O empresário Gustavo Gayer faz críticas duras à imprensa brasileira, a quem reputa extrema importância para a democracia e equilíbrio entre os poderes. “Mas o que temos hoje no Brasil não se pode mais chamar de imprensa”, afirma. Ela afirma que esse cenário é perigoso pois, segundo pesquisa recente FSB/Veja, 63% dos brasileiros disseram não confiar na imprensa. “Está na hora de os jornalistas de verdade se erguerem contra a destruição que a parte militante está fazendo contra essa valiosa instituição”, ressalta.
Organizador do MBL em Goiás, Pedro Feldon diz que a imprensa brasileira deve “abandonar a falsa parcialidade” e “deixar claro seu viés político”. Para ele, “em Goiás,
essa parcialidade é gritante, mas os meios de comunicação insistem em fingir uma neutralidade que cedo ou tarde iria se apresentar como motivo para a redução da audiência”.

A professora Cláudia Helena diz que é “do tempo em que um dos cursos mais prestigiados era o de jornalismo”. Segundo ela, até os anos 1990, havia um conceito positivo em relação ao estudante de jornalismo por ser culto e saber escrever bem. “Hoje, a maioria dos jornalistas é composta por analfabetos funcionais”, afirma.
O engenheiro agrônomo Ulysses Remy acredita que a imprensa brasileira é dominada por esquerdistas e que a “extrema imprensa” é braço da militância de esquerda. “Mais desinforma do que informa e muitas vezes censura pensamentos diversos”, diz.
Nem mesmo a jornalista Denise Duarte Vargas olha com condescendência os profissionais da área. “Infelizmente, a maioria dos jornalistas é de esquerda, que tomou conta das redações. Talvez por isso o jornalismo não consegue se conectar com o brasileiro médio, que é conservador, embora não saibam exatamente o que significa essa palavra”, afirma.
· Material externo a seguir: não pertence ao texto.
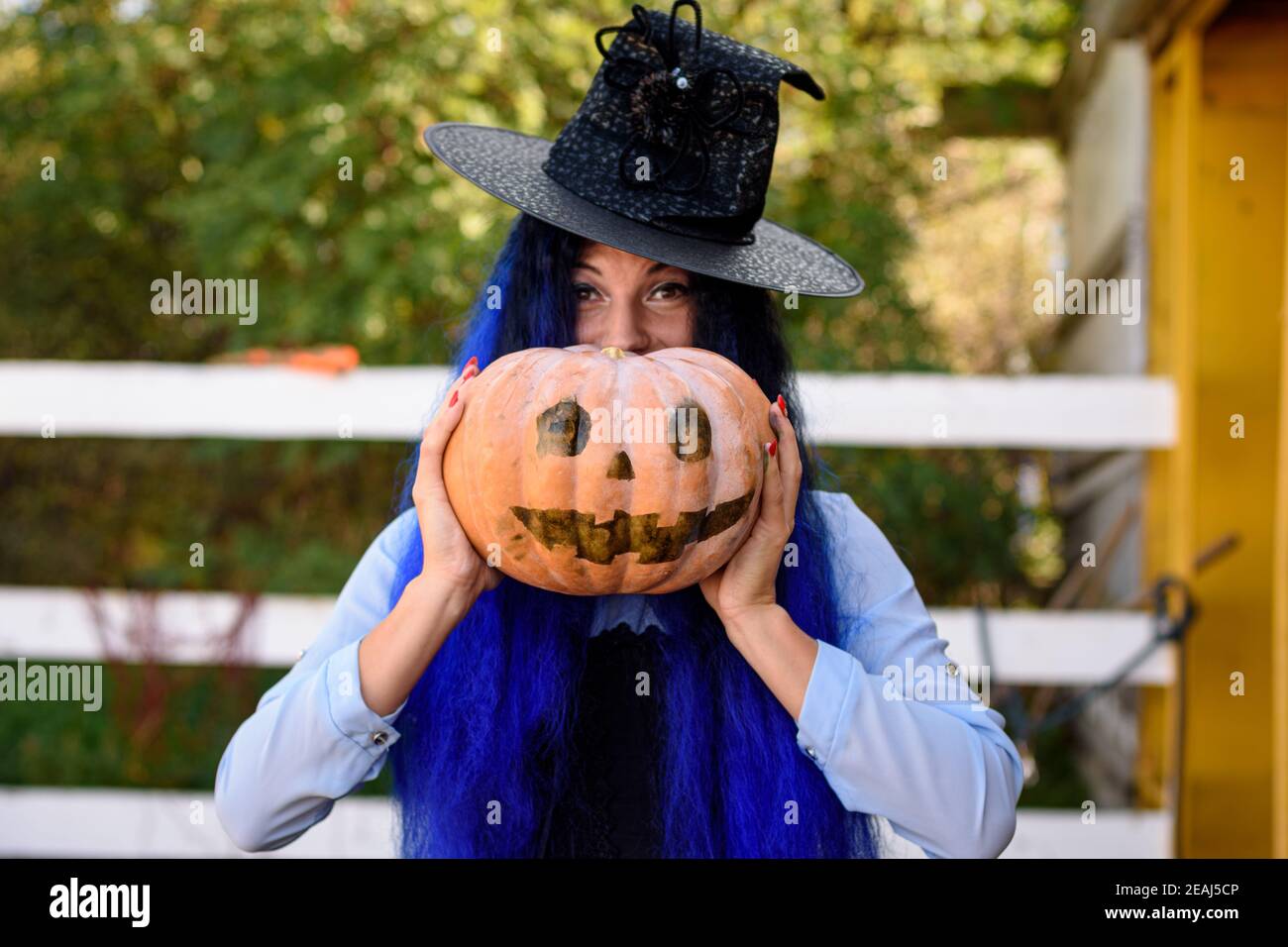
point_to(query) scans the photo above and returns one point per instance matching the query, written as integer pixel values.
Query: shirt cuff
(824, 697)
(349, 712)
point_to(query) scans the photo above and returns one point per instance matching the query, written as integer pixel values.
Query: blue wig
(487, 731)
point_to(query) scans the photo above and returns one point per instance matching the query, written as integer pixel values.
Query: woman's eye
(671, 290)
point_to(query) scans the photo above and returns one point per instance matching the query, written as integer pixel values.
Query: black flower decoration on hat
(677, 106)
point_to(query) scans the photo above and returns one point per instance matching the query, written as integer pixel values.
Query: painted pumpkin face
(601, 472)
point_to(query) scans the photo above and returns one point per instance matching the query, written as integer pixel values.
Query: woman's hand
(452, 569)
(743, 587)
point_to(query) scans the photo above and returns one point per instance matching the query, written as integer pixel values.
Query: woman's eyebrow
(647, 272)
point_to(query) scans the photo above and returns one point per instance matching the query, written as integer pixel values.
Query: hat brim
(507, 165)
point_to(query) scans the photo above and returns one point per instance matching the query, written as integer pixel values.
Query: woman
(745, 716)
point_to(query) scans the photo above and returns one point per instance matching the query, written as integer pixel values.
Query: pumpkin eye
(692, 432)
(563, 429)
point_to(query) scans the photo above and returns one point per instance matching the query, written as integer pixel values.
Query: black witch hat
(669, 158)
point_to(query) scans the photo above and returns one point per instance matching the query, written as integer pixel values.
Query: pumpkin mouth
(627, 532)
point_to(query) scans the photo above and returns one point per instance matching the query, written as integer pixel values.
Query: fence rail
(165, 823)
(1026, 647)
(151, 399)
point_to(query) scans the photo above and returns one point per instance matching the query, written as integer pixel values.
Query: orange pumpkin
(601, 472)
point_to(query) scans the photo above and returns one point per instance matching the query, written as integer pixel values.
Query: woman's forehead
(600, 254)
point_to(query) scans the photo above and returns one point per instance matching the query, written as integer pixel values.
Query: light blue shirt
(936, 766)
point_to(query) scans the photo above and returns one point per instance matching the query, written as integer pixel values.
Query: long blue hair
(487, 731)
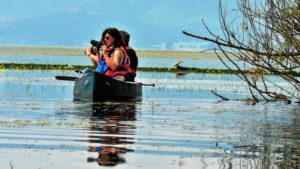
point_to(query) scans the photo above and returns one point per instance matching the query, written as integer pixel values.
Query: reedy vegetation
(266, 37)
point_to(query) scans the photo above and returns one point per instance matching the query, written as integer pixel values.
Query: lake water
(198, 62)
(178, 123)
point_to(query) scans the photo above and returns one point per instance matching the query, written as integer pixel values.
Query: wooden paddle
(68, 78)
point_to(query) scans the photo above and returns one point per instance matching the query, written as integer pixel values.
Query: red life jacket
(122, 69)
(131, 71)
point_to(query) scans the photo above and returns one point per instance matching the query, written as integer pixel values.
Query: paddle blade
(68, 78)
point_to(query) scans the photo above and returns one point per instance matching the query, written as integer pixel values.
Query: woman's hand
(87, 51)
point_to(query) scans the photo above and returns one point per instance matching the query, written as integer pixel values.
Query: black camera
(96, 45)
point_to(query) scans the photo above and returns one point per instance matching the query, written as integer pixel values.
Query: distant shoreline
(76, 51)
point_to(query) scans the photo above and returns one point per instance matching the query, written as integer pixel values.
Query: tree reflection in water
(107, 124)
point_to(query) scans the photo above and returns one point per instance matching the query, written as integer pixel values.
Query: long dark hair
(115, 34)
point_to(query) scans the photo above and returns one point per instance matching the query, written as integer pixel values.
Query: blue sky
(75, 22)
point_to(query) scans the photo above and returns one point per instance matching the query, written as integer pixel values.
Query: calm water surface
(198, 62)
(177, 124)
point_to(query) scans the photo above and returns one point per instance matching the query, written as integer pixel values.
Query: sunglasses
(107, 38)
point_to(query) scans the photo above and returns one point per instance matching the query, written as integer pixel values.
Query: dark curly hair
(114, 32)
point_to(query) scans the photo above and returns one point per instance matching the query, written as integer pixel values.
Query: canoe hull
(98, 87)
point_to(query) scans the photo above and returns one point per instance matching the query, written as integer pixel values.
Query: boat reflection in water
(112, 125)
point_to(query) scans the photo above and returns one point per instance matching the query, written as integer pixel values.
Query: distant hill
(74, 23)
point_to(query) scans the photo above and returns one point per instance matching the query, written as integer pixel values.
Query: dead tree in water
(266, 39)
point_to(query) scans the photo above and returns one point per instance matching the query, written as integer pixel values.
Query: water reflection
(111, 126)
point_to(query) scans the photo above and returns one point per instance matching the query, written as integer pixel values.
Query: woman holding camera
(112, 53)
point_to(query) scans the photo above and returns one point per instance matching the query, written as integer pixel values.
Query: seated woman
(113, 54)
Diante desse cenário, segundo a jornalista, veículos alternativos estão angariando mais atenção, “por parte da população que estava órfã de abordagens conservadoras”. A internet também é vista pelo engenheiro agrônomo Ulysses Remy como boa fonte de informações, em detrimento da imprensa tradicional. “Havia um discurso pejorativo em relação à direita, pelos esquerdistas que dominavam as redações. A internet tem um papel fundamental nesse processo [de fonte de informação]”, acredita.
Grupos goianos se organizam em debates e palestras
A direita goiana tem buscado se organizador ou, ao menos, disseminar seus pensamentos. É comum a realização de seminários, debates e rodas de conversa cobre temas que os aproximam. Nos dias 14 e 15 de março próximos, por exemplo, será realizado o primeiro Fórum dos Conservadores, em Goiânia. A estrela do encontro será o escritor Olavo de Carvalho, considerado ideólogo do governo, por videoconferência.
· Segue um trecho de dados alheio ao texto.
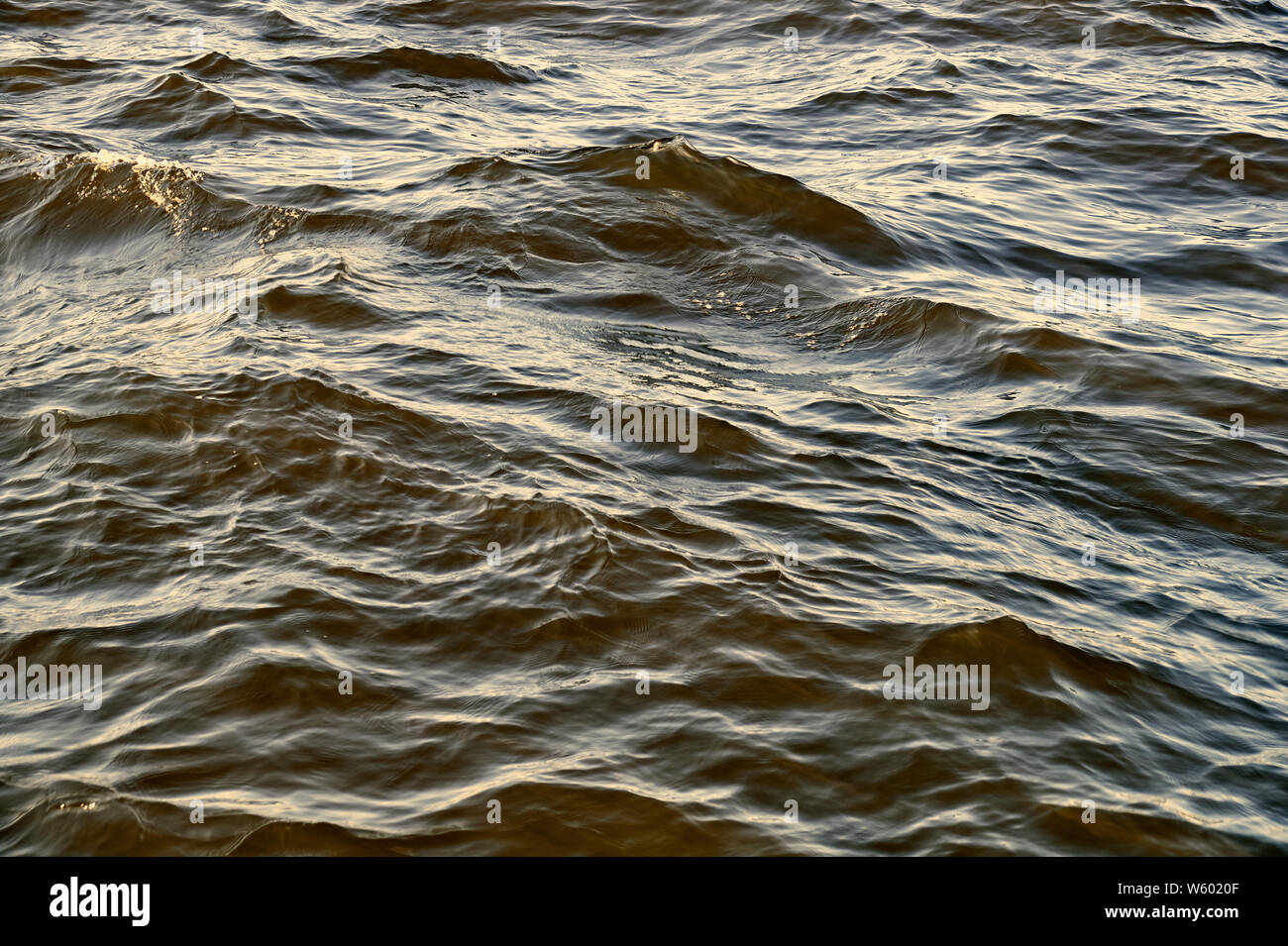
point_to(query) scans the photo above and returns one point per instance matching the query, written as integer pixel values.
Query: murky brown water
(819, 227)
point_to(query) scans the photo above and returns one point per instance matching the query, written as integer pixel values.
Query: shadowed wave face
(309, 310)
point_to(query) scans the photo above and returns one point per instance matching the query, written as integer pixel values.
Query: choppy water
(910, 463)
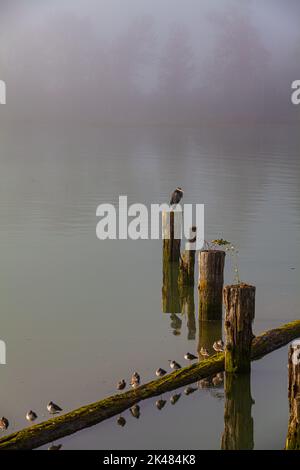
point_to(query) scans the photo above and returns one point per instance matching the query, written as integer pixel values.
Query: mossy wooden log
(239, 302)
(89, 415)
(211, 281)
(293, 436)
(238, 421)
(171, 228)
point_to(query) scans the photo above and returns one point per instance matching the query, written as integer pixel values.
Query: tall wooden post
(211, 280)
(238, 422)
(239, 302)
(293, 436)
(188, 307)
(170, 289)
(187, 261)
(171, 227)
(209, 332)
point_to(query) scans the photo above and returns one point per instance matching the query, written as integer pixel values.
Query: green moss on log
(89, 415)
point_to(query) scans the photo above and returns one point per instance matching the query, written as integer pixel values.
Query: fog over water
(150, 62)
(136, 97)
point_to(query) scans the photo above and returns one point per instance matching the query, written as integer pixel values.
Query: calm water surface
(78, 314)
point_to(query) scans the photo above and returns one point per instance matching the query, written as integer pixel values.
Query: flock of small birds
(31, 415)
(135, 381)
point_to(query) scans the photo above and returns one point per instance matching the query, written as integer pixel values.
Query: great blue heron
(176, 196)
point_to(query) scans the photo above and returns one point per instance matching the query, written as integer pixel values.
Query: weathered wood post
(188, 307)
(293, 436)
(211, 280)
(171, 228)
(239, 301)
(238, 422)
(170, 289)
(209, 332)
(187, 261)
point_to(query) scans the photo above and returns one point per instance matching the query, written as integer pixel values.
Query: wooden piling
(238, 421)
(188, 307)
(293, 436)
(63, 425)
(209, 332)
(187, 261)
(170, 289)
(239, 302)
(171, 227)
(211, 280)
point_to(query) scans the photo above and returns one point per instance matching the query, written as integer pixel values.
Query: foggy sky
(143, 59)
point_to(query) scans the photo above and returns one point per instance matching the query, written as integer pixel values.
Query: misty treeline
(66, 69)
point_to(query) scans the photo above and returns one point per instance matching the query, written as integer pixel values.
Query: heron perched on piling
(4, 423)
(176, 196)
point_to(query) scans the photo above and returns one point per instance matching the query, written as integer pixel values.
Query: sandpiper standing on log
(176, 196)
(217, 347)
(204, 352)
(31, 416)
(121, 385)
(174, 365)
(4, 423)
(190, 357)
(53, 408)
(160, 372)
(135, 380)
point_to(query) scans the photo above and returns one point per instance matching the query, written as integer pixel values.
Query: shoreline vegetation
(48, 431)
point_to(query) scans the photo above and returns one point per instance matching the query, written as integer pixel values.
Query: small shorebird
(135, 411)
(53, 408)
(188, 390)
(160, 372)
(160, 404)
(174, 398)
(204, 352)
(135, 380)
(174, 365)
(216, 381)
(204, 383)
(31, 416)
(121, 385)
(55, 447)
(4, 423)
(176, 196)
(190, 357)
(217, 347)
(121, 421)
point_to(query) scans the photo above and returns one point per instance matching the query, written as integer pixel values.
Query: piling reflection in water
(178, 300)
(238, 422)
“A direita goiana mal saiu das fraldas. No entanto, existem iniciativas como a Associação de Leigos Imaculado Coração de Maria que promove palestras mensais com um nível de excelência nunca visto em nenhuma universidade de Goiás. Recentemente formamos um grupo chamado Conservadores com o propósito de atuar nas áreas da educação e cultura”, diz a professora Cláudia Helena.
Ulysses Remy cita o Instituto Bastiat, na UFG, e o Instituto Liberdade e Justiça, que promoveu eventos em Goiânia, inclusive com palestra do americano David Friedman, filho do Nobel de Economia Milton Friedman.
Esses grupos têm algumas leituras de referência, como o economista austríaco Ludwig von Misses, o filósofo alemão Hans Hermman Hoppe, o economista norte-americano Thomas Sowell, o filósofo inglês Roger Scruton, o cientista político português João Pereira Coutinho e o francês Frédéric Bastiat. Algumas pessoas também se tornam referência, como o advogado norte-americano Ben Shapiro.
Para a professora Cláudia Helena, Olavo de Carvalho tem lugar de destaque entre os autores que influenciam a direita brasileira. “Ele foi o único, o desbravador no ambiente hostil que a esquerda transformou as universidades, a mídia, as artes e tudo mais”, diz.